A6 「アイ・レイ・ダウン・アンド・ダイ」(I Lay Down and Die)

 ティンパニが打ち鳴らされ、ピアノが激しく打ち下ろされるイントロに絡む、バリーの”Oh, oh, oh. …” が熱気をはらむ。ヴァースの親しみやすいメロディから、サビでは”I lay down and die. The whole world joins in….”と進むうちに、ピアノのソロに楽器が加わり、盛り上がっていく。ブリッジのメロディを挟んで、ヴァースに戻ると見せて、再びサビのメロディに移り、そのままフェイド・アウトしていく。-と思わせて、ベースのソロに続いて、バリーが今度はソウル風にシャウトし始め、バックでピアノが乱打され、その背後ではゴスペル風のコーラスが加わって、最後はすっかりソウル・ミュージックとなって終わる。

 3分30秒のなかで、テンポやスタイルを変えて組曲風に組み立てられたナンバー。アルバムのなかでもハイライトの一曲といえる。

 

B1 「スウィートハート」

B2 「ダウン・バイ・ザ・リヴァー」(Bury Me Down by the River)

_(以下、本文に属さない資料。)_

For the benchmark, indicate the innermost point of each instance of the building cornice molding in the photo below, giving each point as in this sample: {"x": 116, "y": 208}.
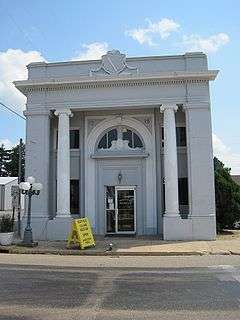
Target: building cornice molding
{"x": 164, "y": 78}
{"x": 37, "y": 112}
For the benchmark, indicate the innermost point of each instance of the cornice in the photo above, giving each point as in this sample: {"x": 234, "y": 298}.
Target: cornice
{"x": 164, "y": 78}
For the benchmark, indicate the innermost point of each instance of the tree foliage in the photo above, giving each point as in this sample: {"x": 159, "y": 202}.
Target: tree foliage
{"x": 9, "y": 161}
{"x": 227, "y": 197}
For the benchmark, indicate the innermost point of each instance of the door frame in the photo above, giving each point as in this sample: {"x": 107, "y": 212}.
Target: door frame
{"x": 117, "y": 187}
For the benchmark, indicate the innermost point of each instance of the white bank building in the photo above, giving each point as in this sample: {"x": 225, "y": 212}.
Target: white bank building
{"x": 126, "y": 142}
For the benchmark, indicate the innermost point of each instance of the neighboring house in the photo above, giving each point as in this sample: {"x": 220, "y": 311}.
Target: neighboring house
{"x": 5, "y": 193}
{"x": 236, "y": 178}
{"x": 123, "y": 141}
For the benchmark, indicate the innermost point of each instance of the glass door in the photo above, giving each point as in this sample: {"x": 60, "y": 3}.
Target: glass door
{"x": 121, "y": 209}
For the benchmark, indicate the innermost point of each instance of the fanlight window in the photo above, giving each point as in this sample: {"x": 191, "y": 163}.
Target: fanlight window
{"x": 116, "y": 134}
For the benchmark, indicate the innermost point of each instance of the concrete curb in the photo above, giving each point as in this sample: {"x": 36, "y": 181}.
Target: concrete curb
{"x": 63, "y": 252}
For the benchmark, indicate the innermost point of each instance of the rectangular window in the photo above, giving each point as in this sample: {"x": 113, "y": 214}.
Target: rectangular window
{"x": 181, "y": 138}
{"x": 74, "y": 196}
{"x": 73, "y": 137}
{"x": 183, "y": 191}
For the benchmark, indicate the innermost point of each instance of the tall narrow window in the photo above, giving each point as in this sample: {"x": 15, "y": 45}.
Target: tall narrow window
{"x": 181, "y": 136}
{"x": 74, "y": 139}
{"x": 183, "y": 191}
{"x": 74, "y": 196}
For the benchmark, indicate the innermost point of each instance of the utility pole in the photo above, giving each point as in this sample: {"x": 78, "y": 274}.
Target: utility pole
{"x": 19, "y": 181}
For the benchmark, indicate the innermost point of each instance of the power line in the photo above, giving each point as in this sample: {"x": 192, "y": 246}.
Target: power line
{"x": 11, "y": 110}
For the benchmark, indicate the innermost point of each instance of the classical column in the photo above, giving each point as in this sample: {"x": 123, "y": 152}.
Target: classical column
{"x": 170, "y": 160}
{"x": 63, "y": 163}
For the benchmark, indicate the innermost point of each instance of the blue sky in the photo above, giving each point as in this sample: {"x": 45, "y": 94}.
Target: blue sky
{"x": 63, "y": 30}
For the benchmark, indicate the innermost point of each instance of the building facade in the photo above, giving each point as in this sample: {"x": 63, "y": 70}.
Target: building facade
{"x": 126, "y": 142}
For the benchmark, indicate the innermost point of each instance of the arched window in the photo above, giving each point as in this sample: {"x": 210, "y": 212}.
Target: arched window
{"x": 120, "y": 133}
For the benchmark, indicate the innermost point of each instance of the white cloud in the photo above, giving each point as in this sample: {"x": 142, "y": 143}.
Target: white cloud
{"x": 225, "y": 154}
{"x": 7, "y": 143}
{"x": 92, "y": 51}
{"x": 208, "y": 45}
{"x": 162, "y": 28}
{"x": 13, "y": 67}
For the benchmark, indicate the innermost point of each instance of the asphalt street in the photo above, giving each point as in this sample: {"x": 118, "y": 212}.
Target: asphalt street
{"x": 111, "y": 292}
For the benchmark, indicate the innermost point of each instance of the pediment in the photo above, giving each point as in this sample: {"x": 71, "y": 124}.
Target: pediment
{"x": 113, "y": 63}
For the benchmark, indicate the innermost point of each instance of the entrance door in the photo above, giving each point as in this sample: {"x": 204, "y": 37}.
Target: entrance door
{"x": 121, "y": 209}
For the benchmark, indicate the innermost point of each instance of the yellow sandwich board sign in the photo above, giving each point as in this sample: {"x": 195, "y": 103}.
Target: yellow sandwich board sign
{"x": 81, "y": 233}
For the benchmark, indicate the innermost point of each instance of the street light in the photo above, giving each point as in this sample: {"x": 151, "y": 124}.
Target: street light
{"x": 29, "y": 188}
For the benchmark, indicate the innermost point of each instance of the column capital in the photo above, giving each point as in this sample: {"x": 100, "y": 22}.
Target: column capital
{"x": 164, "y": 107}
{"x": 66, "y": 111}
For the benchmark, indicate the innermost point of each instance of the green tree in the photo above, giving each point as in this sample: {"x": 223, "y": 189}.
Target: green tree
{"x": 227, "y": 197}
{"x": 12, "y": 162}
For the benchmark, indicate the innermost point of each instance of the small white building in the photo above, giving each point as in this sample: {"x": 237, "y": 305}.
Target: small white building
{"x": 6, "y": 184}
{"x": 126, "y": 142}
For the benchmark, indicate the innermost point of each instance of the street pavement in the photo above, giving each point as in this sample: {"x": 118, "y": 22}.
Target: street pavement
{"x": 63, "y": 287}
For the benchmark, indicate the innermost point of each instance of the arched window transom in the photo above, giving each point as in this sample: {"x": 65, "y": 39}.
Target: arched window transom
{"x": 120, "y": 137}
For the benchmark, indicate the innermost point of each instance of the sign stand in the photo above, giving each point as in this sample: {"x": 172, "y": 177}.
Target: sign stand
{"x": 81, "y": 234}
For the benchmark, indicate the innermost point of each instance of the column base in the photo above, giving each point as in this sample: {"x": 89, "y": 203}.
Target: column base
{"x": 193, "y": 228}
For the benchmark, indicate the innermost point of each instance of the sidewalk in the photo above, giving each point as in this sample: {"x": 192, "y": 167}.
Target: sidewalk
{"x": 226, "y": 244}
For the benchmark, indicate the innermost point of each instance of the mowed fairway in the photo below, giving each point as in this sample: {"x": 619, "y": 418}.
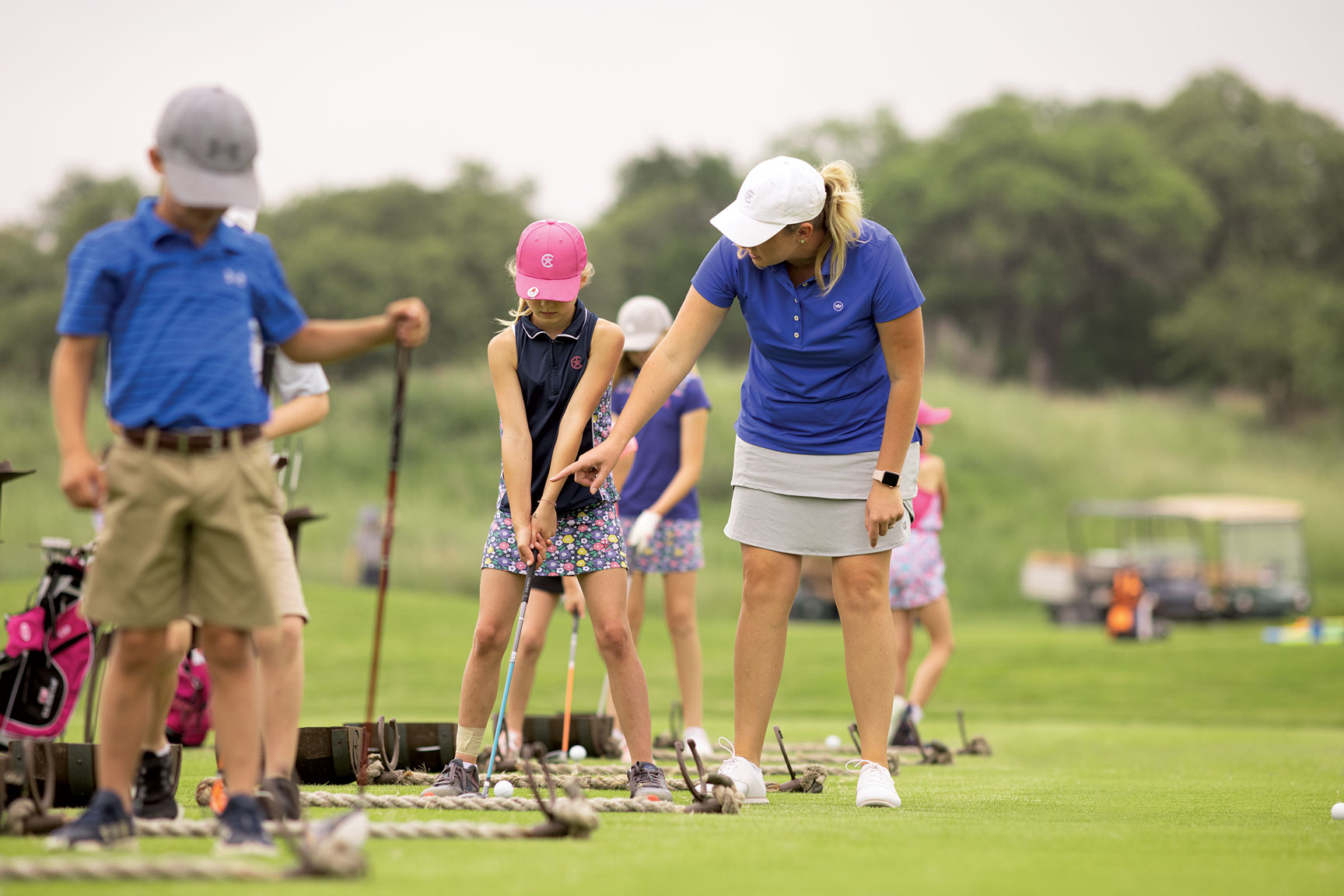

 映画音楽風のストリングスのイントロから、(例の)カン、カンと響くモーリスのピアノをバックに、冒頭からバリーがソウルフルに熱唱する。カントリー・タッチでもあり、R&B風でもある。「俺を川のそばに埋めてくれ」、と歌い上げるコーラスの哀切なメロディが胸を締めつける。ラストでは、ゲストのP・P・アーノルドとのかけ合いがさらに熱気を帯びて、オーケストラと一体となってエンディングへとなだれ込む展開は息を呑む。最後のアーノルドによる”Set me free.”も迫力満点だ。

 間違いなく本作のベストの一つだろう。

 

B3 「マイ・シング」(My Thing)

 バリーのヴォーカル曲とは打って変わって、モーリスのクールな歌声が落ち着いた雰囲気を醸し出す。

 モーリスがほぼすべての楽器を演奏し、ひとりでヴォーカルも担当した作品。『オデッサ』の「サドンリィ」ともまた違った都会的なサウンドは、ジャズともボサノヴァとも言えそうで、サイモンとガーファンクルの「パンキーのジレンマ」(1968年)からの影響を思わせる。

 

B4 「愛のチャンス」(Chance of Love)

 こちらもピアノのイントロから、オルガンをバックにクラシカルなアレンジで、バリーがキャッチーなメロディを歌う。お得意のスタイルだ。

 サビでは、バリーがシャウトするというより、絶叫するが、まるでアドリブのようにメロディを歌いつなげていく。再びヴァースに戻ると、そのまま絶叫パートは繰り返さずに終わる。

 コンパクトにまとまった、しかしドラマティックな構成の佳曲。

 

B5 「ターニング・タイド」(Turning Tide)

 『キューカンバー・キャッスル』は、全曲バリーとモーリスの共作となっているが、この曲だけはバリーとロビンによって書かれたと言われている。とすると、(「アイ・オー・アイ・オー」を除いて)他の曲より以前に書かれたものということになるが、確かにロビン風と言われると、そう思わせる箇所がある。三拍子と四拍子を組み合わせた、彼らがときどき試みる方法だが、中間の四拍子のパートのメロディ展開がロビン風と言えなくもない。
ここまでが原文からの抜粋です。